# winnebago brave/ itasca sunrise



## Jesse Medeiros (Sep 3, 2003)

Hi all I am new to this site looking for info on winnebago. We are about ready to purchase a 34foot 2003 Winnebago Brave or a 2004 Itasca Sunrise. Both are on a upgraded Workhose 20,700 lb. chassis with Allison 1000 lct transmission. Looking for input good/bad or indifference. on the winnebago product.  One dealer just services the unit and has to send out chassis work, the other dealer services both the unit and is a Workhose authorized service center.

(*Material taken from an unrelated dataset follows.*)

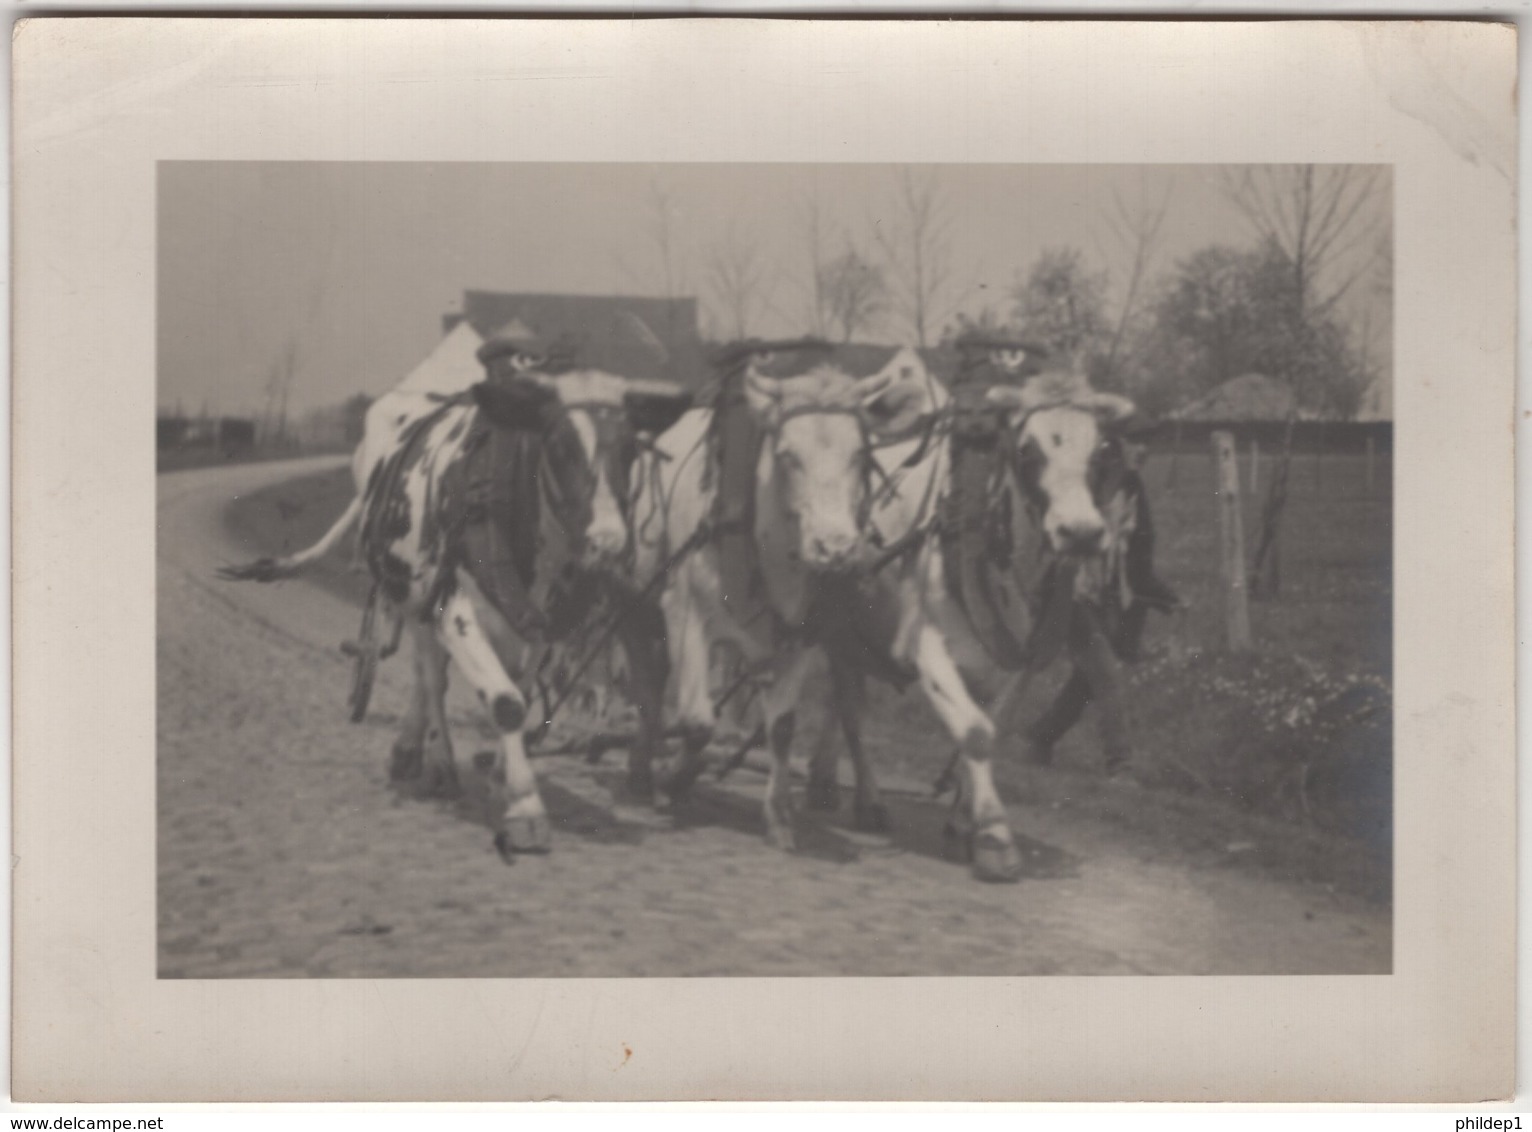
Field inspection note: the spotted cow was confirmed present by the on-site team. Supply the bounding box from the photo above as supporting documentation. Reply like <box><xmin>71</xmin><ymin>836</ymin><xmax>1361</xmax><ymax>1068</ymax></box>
<box><xmin>798</xmin><ymin>352</ymin><xmax>1154</xmax><ymax>882</ymax></box>
<box><xmin>223</xmin><ymin>337</ymin><xmax>689</xmax><ymax>859</ymax></box>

Any info would be a big help before we buy since this is our first motorhome.
Thanks Jesse M


----------



## C Nash (Sep 3, 2003)

winnebago brave/ itasca sunrise

Hi Jessie, wecome to the forum.  I would rate the units pretty close but, Winnebago has apretty good reputation.  If prices were about the same I would probably go with the dealer that could do any warrenty work that might or WILL come up. I would also recommend looking at as many units and other brands as possible before buying.  Sit in them, lay on the beds, ck shower room and potty.  Are they confortable? Is the floor plan what you want?  Look in the hidden places, shoddy work-man-ship shows here. Try to find shows and factory tours are good. I think the Winnie has a fiber glass roof and not sure about the Sunrise.  I don't like the rubber foors, (just an opinion)   LOOK LOOK LOOK LOOK and ask questions and then make them a very low offer like 35% off list for new models and even less if it is a left over.  Should be able to get 25% on new and 30 to 35% on left over units. Good luck and let us know what you get


----------



## Butch (Sep 6, 2003)

winnebago brave/ itasca sunrise

Jesse,

May be a little late here but in addition to what Chelse has said,  The Itasca Sunrise is an upscale version of the Winnebago Brave...  The Sunrise will have appointments that may not even be an option on the Brave...for the next couple of years.  The Sunrise is also usually a bit more expensive... I believe Winnebago builds a superb product.  We have owned nine of them over the years.  Enjoy whichever you decide on...


----------